■欠点穴埋め式に習い事を詰め込んだ長男
第1子である長男には先の読めない不安が強く、また育てる私自身の自己肯定感がどん底すぎて、常に基準が「自分のようになってほしくない」でした。さらに長男には、赤ちゃんの頃から少しまわりの子と違うような気がして、当時は「育児本の『平均』『標準』に合わせにいかなくては」という強迫観念に襲われていました。
何をしても可愛かった乳児期を経て、3歳ごろからは常に足りないところばかりが目につくようになってしまった私。
利き手がどちらかもあやふやで、運動系の感覚がずいぶん鈍いみたい。
おとなしくて受け身で、このままだと将来いじめられてしまうんじゃないか……。
全身運動がいいと聞けばスイミングやサッカーをやらせてみたり、利き手が決まらないのであれば左右ともに使って脳に刺激をとそろばんをやらせてみたり、運動が苦手ならせめて学習系でと、英語などを習わせてみたり……。どれ一つとして、私が期待しているような結果にはなりませんでした。うまくいかず諦め、また見つけてきてはやめるの繰り返しでした。
一方、年齢が上がって本人の意思で始めた茶道や書道、プログラミングはそれなりに楽しめました。でもこれらも、幼少期に自己肯定感を奪われた長男は、少し難易度が上がるともう嫌になってやめたいと言うようになってしまったんです。
いろいろやってみて、いま小学5年生の彼がずっと楽しんで続けてこられたのは野球と書道だけ。

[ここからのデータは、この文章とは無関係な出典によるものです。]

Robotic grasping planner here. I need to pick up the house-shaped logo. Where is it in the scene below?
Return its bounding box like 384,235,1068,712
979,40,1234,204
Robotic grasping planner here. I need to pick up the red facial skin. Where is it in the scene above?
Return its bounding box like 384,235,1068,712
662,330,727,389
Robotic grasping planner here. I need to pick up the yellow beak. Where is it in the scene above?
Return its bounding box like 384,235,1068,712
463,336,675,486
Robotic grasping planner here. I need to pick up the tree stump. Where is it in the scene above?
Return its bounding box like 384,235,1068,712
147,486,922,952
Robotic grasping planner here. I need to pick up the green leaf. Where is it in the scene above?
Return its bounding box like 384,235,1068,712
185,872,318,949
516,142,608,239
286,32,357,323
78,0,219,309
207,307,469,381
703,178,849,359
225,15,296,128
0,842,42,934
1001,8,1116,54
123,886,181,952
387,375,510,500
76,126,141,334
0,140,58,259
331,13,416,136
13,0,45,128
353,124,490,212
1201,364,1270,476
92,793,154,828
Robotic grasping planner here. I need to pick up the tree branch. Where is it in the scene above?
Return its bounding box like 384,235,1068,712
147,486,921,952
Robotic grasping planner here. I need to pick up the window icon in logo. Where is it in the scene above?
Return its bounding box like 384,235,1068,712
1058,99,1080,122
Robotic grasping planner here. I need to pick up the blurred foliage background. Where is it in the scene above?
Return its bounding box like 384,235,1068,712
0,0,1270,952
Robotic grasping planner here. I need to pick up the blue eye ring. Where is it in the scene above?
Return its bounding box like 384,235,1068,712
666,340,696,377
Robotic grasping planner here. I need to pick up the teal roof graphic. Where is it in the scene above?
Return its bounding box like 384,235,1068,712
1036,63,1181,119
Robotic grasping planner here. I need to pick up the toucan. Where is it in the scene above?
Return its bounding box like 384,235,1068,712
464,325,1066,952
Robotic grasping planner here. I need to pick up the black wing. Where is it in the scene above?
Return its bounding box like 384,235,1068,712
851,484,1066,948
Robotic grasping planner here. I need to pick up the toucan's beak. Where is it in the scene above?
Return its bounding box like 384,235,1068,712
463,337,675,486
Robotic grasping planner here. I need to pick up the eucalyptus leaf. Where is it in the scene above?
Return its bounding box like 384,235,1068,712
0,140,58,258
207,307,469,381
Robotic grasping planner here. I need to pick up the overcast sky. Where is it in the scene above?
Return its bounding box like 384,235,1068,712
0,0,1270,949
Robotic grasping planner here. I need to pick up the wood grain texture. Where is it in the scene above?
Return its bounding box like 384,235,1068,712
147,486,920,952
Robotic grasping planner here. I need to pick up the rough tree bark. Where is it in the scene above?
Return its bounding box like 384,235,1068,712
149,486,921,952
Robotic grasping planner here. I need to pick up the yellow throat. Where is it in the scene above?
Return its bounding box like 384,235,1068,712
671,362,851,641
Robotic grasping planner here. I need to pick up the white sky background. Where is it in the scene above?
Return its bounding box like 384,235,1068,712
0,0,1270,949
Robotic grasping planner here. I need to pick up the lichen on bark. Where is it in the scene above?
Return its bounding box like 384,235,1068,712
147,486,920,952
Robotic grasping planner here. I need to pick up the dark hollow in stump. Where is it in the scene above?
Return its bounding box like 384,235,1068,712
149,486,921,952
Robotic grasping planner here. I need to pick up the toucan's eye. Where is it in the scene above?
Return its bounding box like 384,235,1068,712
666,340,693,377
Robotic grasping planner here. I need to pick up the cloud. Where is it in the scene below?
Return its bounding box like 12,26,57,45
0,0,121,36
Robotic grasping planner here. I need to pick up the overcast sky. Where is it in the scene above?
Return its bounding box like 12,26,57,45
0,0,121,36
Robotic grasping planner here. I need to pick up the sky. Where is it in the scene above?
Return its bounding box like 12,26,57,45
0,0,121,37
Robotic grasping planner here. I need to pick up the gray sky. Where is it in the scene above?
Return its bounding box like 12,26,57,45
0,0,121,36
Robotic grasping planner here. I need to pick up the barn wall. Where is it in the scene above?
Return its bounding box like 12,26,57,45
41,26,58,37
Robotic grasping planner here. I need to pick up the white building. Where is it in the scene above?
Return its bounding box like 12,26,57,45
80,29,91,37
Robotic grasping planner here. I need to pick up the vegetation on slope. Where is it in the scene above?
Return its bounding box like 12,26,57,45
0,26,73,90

左で字を書く長男には難しいかと思っていた書道は、本人がやってみたいと言うのでママ友の書道教室に通わせてもらったところ、驚異の集中力を見せ、右手で伸び伸びとした作品を生み出していたんです。鉛筆にはない筆の柔らかい感触が彼には合っていたらしく、リラックスできてこれはいい発見でした。5年生になってどうしても塾の日程と合わず一旦やめさせざるを得なくなったのが悔やまれます。